The chart below uses the salary and benefit costs per hour to each non-billable hour worked for employees. In this example, the payroll cost of the non-billable time commitment is $79,765, which is substantial. Only payroll staff and contractors are in included at this level.


I realize that this is difficult to read. Here is a link to a full size PDF.





Segregating marketing time helps call attention to this critical function. Marketing can be both a cost and investment. We classify skill development and training as investments because they increase productive capacity and market value.

Where one exists, it may be more worthwhile considering opportunity costs (lost billable revenue) for both partners and associates, but the temptation associated with this level of thinking includes placing too much emphasis on short-term profit. Think of the "lone wolf" who can't seem to create any leverage,  or consider firms with high turnover.


Increasing Market Share


Assume that this sample section operates in a market with a gross market capacity of 100,000 hours. Based on expected client demand, our sample firm has just over 11% (11,134/100,000) market share.


We have previously discussed that based on our sample section plan, there is a capacity shortfall of 364 hours. Further, this section is investing 675 hours into marketing.

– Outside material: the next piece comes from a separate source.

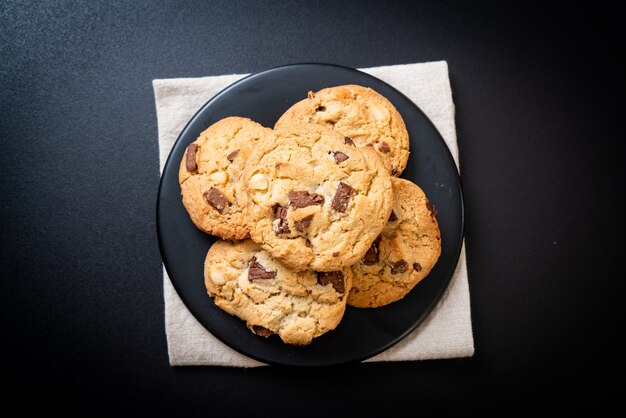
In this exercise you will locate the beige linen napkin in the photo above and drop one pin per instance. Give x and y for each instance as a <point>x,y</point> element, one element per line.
<point>446,333</point>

Suppose this section's goal is to grow their market share organically by 3% to 14%. Accomplishing this goal would require an additional 2,866 available hours. Applying our plan assumptions of 79% billable and 21% non-billable, 3,627 (2,866/79.21%) total hours are indicated - virtually two full-time lawyers depending on staffing level.


This situation will test anyone's faith. The leadership of this section must consider the risks associated with prospectively staffing for anticipated demand versus potentially squandering an opportunity due to inadequate capacity as marketing success occurs.


As with most decisions, the choices are usually not this plain. Well-run firms hedge these risks with a robust planning process that provides for a measured investment, accountability, and a reasonable approach of short-term profit protections.


Deciding to add capacity ahead of demand is less risky when a section or a firm is executing on a quality marketing plan, has a very high existing client satisfaction, incents training and development, and operates at a competitive level.


Strategically considering available capacity and engaging the market with (at least) a competitive offering provides the opportunity to become a market leader. Those who already enjoy market leader status will appreciate the value of this approach as they seek to maintain their dominance.